The Broadcasting Standards Authority has partially upheld a complaint against a segment on Marae, after rainbow community activist Shaneel Lal made an inaccurate statement about Posie Parker.
British activist Kellie-Jay Keen-Minshull, known as Posie Parker, left the country after having tomato juice dumped on her at an Auckland rally.
Keen-Minshull was set to speak as part of her Let Women Speak tour on March 25 but was drowned out by thousands of counter-protesters.
Speaking on the TVNZ program Marae, which aired on April 12, 2023, Lal said Parker had told her followers that “due to the transgender agenda, cisgender women are being kidnapped, blended and put into meat for human consumption.”
The BSA found that the comment would have come across as a statement of fact – which was inaccurate considering Parker had not said that the “transgender agenda” was responsible for that.
“The misleading characterisation of Parker’s statement…strayed into the realm of personal attack.
“It detracted from, rather than contributing to, viewers’ understanding of the issues being discussed – an unfortunate outcome in a broadcast considering such important, topical and contentious issues,” the BSA said.
The complainant had argued that the segment as a whole was inaccurate in multiple respects and disproportionately favoured views against the Let Women Speak events.
However, the BSA found that most of the alleged inaccuracies were unlikely to have significantly affected people’s understanding of the broadcast as a whole.
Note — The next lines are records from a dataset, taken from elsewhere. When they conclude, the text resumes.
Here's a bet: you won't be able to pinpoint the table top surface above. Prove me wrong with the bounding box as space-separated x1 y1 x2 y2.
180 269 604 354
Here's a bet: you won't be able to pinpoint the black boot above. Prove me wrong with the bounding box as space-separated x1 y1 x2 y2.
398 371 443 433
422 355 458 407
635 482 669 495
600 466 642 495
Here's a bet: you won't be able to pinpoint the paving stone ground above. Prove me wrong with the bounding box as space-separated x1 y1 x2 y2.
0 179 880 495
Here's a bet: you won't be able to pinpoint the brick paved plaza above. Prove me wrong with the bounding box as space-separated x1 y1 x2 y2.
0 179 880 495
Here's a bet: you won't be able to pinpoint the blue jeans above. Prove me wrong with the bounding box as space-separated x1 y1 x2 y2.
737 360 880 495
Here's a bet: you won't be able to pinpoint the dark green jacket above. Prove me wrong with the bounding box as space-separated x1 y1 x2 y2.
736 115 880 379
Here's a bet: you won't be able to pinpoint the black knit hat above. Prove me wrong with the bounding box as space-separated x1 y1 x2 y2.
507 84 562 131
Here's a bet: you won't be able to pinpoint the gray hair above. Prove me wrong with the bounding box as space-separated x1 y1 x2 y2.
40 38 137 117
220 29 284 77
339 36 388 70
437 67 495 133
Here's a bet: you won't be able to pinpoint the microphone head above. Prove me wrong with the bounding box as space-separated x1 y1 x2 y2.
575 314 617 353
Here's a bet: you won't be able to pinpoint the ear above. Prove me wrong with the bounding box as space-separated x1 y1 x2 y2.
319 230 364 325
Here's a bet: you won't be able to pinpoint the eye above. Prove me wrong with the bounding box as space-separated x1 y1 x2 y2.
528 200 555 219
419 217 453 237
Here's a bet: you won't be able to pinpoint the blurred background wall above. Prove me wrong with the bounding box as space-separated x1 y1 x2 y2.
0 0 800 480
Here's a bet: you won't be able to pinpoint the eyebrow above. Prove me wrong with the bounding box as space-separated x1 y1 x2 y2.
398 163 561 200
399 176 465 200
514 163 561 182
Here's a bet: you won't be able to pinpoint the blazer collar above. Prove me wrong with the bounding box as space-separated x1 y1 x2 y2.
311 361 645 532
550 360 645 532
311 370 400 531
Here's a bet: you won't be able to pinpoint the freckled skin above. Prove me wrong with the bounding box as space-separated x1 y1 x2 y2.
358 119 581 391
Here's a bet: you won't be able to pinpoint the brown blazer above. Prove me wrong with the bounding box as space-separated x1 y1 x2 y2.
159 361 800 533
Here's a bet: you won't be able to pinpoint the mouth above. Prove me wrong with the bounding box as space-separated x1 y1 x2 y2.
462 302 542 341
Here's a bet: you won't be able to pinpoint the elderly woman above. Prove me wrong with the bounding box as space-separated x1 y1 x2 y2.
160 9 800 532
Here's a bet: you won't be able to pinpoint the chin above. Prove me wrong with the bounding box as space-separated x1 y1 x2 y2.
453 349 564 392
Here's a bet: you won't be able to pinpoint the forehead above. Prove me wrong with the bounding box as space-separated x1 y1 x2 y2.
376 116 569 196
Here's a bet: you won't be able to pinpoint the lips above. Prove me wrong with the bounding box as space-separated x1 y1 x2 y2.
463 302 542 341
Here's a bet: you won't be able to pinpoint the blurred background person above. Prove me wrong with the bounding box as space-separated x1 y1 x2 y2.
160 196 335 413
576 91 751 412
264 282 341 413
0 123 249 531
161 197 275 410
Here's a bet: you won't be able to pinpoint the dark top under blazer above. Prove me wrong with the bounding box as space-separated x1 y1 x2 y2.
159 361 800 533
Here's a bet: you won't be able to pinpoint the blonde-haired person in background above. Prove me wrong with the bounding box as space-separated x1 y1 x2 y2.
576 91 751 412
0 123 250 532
The majority of the BSA panel found Lal’s comment was materially inaccurate and justified a finding of a breach.
The minority agreed with the conclusions expressed by the majority, but did not agree that any potential harm met the threshold for a breach.
No breach was found in regard to the balance of the segment, as it adequately presented significant viewpoints through the inclusion of multiple guests, host questioning and the intro segment, the BSA found.
The BSA said the Posie Parker visit had led to a number of complaints, most of which had not been upheld.